BFM will firmenfreundliches Urteil nicht anwenden
Ministerium streitet mit Finanzhof um Aufzeichnungspflichten für Konzerne

Zwischen der Finanzverwaltung und dem Bundesfinanzhof tobt derzeit ein Kleinkrieg um die Dokumentationspflichten in Konzernen. Öl ins Feuer gießt jetzt ein Nichtanwendungserlass aus Berlin, mit dem das Bundesfinanzministerium (BMF) die Auffassung des I. Senats des Bundesfinanzhofs (BFH) zur Bestimmung von Verrechnungspreisen zwischen einer inländischen Tochtergesellschaft und ihrer ausländischen Muttergesellschaft nicht akzeptiert.

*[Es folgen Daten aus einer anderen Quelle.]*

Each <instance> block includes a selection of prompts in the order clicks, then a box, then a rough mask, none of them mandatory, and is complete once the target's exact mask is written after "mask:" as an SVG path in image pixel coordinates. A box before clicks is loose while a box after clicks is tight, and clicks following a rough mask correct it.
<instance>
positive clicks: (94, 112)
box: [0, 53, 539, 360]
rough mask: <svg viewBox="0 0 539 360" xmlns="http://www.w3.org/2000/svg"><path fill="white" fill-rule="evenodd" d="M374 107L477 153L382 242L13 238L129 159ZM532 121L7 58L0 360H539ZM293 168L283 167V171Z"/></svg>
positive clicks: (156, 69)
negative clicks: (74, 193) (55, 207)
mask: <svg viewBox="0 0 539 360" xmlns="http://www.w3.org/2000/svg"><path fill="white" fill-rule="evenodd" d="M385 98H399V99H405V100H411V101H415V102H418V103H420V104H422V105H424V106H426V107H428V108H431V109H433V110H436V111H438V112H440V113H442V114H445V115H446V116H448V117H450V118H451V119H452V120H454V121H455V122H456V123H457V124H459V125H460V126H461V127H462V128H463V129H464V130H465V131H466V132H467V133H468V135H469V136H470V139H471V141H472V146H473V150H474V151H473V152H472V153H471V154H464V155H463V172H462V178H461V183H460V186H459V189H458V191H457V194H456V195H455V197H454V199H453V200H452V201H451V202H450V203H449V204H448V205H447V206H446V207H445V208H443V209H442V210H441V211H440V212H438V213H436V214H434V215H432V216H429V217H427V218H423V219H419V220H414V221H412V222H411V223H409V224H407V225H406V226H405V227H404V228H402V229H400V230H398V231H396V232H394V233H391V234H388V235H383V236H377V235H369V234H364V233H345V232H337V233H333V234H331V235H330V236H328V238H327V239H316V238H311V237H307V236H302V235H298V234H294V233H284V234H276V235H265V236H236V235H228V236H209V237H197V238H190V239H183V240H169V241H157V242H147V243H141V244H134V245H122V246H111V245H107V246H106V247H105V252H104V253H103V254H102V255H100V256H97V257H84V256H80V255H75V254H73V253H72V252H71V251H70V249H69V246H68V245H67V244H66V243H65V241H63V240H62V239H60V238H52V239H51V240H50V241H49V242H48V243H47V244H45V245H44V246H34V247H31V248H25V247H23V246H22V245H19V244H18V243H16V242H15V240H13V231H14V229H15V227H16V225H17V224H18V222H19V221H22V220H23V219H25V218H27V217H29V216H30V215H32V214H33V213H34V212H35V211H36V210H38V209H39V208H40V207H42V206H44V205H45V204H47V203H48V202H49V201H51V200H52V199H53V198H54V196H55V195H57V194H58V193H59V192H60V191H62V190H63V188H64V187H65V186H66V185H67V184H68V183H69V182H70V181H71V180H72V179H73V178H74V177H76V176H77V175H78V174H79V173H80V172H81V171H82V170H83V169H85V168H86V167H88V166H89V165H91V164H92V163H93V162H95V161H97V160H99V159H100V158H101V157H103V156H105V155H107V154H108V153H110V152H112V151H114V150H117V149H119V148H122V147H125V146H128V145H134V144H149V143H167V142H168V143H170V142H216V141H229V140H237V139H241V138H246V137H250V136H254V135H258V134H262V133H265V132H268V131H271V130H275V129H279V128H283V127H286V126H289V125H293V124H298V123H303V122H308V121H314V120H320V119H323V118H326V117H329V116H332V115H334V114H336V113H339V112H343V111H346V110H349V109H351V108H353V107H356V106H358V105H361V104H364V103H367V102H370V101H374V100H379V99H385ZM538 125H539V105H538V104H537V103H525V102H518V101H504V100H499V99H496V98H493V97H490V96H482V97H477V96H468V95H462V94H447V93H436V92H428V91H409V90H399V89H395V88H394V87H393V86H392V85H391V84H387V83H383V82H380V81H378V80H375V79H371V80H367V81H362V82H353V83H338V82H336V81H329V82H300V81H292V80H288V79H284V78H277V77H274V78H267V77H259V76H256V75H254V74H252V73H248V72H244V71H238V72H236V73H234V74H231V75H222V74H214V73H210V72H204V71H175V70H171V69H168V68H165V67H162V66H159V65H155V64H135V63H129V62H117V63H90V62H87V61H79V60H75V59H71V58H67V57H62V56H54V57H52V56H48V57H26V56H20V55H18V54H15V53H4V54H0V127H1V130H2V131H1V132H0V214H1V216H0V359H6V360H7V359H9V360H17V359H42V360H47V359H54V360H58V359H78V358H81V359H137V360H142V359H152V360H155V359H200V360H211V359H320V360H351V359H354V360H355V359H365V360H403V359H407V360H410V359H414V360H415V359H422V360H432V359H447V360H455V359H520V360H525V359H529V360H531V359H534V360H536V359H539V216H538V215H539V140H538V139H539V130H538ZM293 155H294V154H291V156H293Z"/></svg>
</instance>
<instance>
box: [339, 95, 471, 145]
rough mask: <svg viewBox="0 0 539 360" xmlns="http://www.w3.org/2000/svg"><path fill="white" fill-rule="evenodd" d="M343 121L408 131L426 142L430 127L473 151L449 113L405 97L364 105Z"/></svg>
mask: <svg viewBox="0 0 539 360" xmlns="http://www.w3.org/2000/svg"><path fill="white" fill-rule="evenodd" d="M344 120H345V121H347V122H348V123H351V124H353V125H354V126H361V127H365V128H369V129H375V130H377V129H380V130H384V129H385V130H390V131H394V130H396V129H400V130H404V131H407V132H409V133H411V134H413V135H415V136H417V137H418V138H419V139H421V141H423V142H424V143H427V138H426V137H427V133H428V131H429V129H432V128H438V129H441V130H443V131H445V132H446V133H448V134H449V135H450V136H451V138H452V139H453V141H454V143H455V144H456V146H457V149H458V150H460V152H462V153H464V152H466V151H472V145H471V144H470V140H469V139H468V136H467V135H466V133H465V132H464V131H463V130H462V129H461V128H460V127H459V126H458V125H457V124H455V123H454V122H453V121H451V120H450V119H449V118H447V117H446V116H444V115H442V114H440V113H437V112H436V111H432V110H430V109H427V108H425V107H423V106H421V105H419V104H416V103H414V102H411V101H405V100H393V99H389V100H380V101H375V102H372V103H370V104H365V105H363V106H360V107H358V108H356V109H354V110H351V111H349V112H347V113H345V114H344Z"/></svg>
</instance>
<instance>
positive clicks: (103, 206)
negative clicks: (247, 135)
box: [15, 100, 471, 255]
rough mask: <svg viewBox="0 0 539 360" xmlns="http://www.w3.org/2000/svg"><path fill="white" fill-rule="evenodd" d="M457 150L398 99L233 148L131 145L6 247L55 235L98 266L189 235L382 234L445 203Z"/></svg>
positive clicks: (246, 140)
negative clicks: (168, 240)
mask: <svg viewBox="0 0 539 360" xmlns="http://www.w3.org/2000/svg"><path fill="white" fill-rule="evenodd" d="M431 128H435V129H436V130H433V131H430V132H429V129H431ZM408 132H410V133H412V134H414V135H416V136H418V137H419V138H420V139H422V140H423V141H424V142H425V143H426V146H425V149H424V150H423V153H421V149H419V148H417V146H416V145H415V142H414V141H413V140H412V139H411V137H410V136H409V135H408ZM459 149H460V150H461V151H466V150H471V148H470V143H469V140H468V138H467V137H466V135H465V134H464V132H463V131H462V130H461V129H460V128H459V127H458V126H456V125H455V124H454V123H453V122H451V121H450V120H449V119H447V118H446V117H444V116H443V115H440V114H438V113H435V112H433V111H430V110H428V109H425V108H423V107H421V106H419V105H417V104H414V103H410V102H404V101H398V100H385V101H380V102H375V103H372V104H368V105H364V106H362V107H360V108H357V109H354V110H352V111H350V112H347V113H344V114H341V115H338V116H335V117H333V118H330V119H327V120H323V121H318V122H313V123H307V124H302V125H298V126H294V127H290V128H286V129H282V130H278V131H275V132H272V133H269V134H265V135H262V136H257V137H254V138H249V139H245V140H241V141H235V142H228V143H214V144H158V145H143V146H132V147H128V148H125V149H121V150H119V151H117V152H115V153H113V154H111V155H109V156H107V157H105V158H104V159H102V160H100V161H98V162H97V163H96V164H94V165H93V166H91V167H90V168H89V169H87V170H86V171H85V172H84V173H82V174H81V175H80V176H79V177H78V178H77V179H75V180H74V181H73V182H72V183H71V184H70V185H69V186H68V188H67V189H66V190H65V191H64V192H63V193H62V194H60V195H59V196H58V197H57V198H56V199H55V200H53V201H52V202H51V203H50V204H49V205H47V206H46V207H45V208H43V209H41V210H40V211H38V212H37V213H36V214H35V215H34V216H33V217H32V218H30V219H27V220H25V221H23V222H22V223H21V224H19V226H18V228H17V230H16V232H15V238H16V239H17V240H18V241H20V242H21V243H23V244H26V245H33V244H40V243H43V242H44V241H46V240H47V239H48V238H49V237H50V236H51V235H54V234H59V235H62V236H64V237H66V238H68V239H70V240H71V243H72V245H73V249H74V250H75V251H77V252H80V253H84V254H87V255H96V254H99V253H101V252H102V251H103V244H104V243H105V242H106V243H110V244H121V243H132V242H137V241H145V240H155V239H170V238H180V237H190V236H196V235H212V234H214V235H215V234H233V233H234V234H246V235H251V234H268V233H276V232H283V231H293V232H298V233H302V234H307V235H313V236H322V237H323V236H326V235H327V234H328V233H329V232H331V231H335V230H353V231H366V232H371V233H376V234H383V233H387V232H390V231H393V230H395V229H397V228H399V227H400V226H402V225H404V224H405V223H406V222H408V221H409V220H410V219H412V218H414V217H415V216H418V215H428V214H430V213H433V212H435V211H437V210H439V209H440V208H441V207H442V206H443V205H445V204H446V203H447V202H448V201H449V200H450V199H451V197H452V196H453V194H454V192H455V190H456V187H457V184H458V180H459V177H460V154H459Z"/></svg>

li DÜSSELDORF. Zwar stellt das BMF mit der - mehr als 2 Jahre verspäteten - Veröffentlichung des entsprechenden BFH-Urteils im Bundessteuerblatt dessen formale Gültigkeit für alle Finanzbehörden klar. Aber durch den gleichzeitig erlassenen Nichtanwendungserlass wird die Auffassung des BFH sofort wieder revidiert.

Neue Prozesse scheinen damit vorprogrammiert. Denn bei der Bestimmung von konzerninternen Preisen geht es um viel Geld. So können durch überhöhte Verrechnungspreise einer inländischen Tochtergesellschaft, die Produkte ihrer ausländischen Muttergesellschaft vertreibt, Gewinne der Tochtergesellschaft bequem an der deutschen Besteuerung vorbeigeschleust werden. Deshalb überprüfen die Finanzbehörden die Preisgestaltung bei den Einkaufspreisen für die Tochtergesellschaft oft nach und kommen mitunter zu ganz anderen Ergebnissen - meist, dass der steuerpflichtige Gewinn eigentlich viel höher ausfallen müsste.

Auf der Tatsachenebene ist jedoch die Festlegung des "richtigen" Verrechnungspreises oft schwierig oder unmöglich, weil für bestimmte Warentransfers gar keine Vergleichsdaten bestehen oder wegen der Einzigartigkeit der Verhältnisse bestehen können. Liefert die deutsche Konzerntochtergesellschaft keine Auskünfte über das Zustandekommen der mit der ausländischen Muttergesellschaft vereinbarten Preise, hatte die Finanzverwaltung in der Vergangenheit keine Handhabe, die Höhe des steuerpflichtigen Gewinne zu schätzen.